←back to thread

134 points nick_wolf | 1 comments | | HN request time: 0.29s | source

I noticed the growing security concerns around MCP (https://news.ycombinator.com/item?id=43600192) and built an open source tool that can detect several patterns of tool poisoning attacks, exfiltration channels and cross-origin manipulations.

MCP-Shield scans your installed servers (Cursor, Claude Desktop, etc.) and shows what each tool is trying to do at the instruction level, beyond just the API surface. It catches hidden instructions that try to read sensitive files, shadow other tools' behavior, or exfiltrate data.

Example of what it detects:

- Hidden instructions attempting to access ~/.ssh/id_rsa

- Cross-origin manipulations between server that can redirect WhatsApp messages

- Tool shadowing that overrides behavior of other MCP tools

- Potential exfiltration channels through optional parameters

I've included clear examples of detection outputs in the README and multiple example vulnerabilities in the repo so you can see the kinds of things it catches.

This is an early version, but I'd appreciate feedback from the community, especially around detection patterns and false positives.

Show context
pcwelder ◴[] No.43689398[source]
Cool.

If I'm not wrong you don't detect prompt injection done in the tool results? Any plans for that?

replies(1): >>43689600 #
1. nick_wolf ◴[] No.43689600[source]
Hmm, yeah, that's a fair point. You're right, we're looking at the tool definitions – the descriptions, schemas, etc. – not the stuff that comes back after a tool runs.
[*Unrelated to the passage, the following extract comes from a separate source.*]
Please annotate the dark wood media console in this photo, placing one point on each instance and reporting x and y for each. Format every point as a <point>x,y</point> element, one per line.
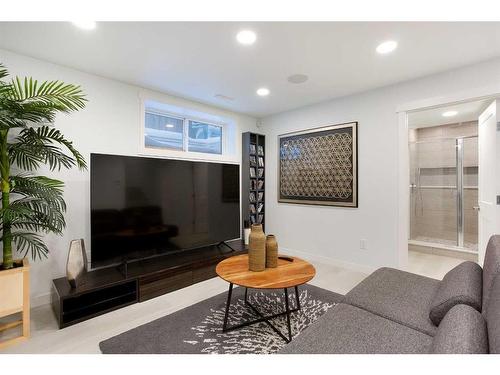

It's tricky, because actually running the tools... that's where things get hairy. We'd have to invoke potentially untrusted code during a scan, figure out how to generate valid inputs for who-knows-what schemas, and deal with whatever side effects happen.

So, honestly, no solid plans for that right now. The focus is squarely on the static analysis side – what the server claims it can do. Trying to catch vulnerabilities in those definitions feels like the right scope for this particular tool.

I think that analyzing the actual results is more about a runtime concern. Like, something the client needs to be responsible for when it gets the data back, or maybe a different kind of monitoring tool altogether. Still feels like an open question where that kind of check really fits best. It's definitely a gap, though. Something to chew on.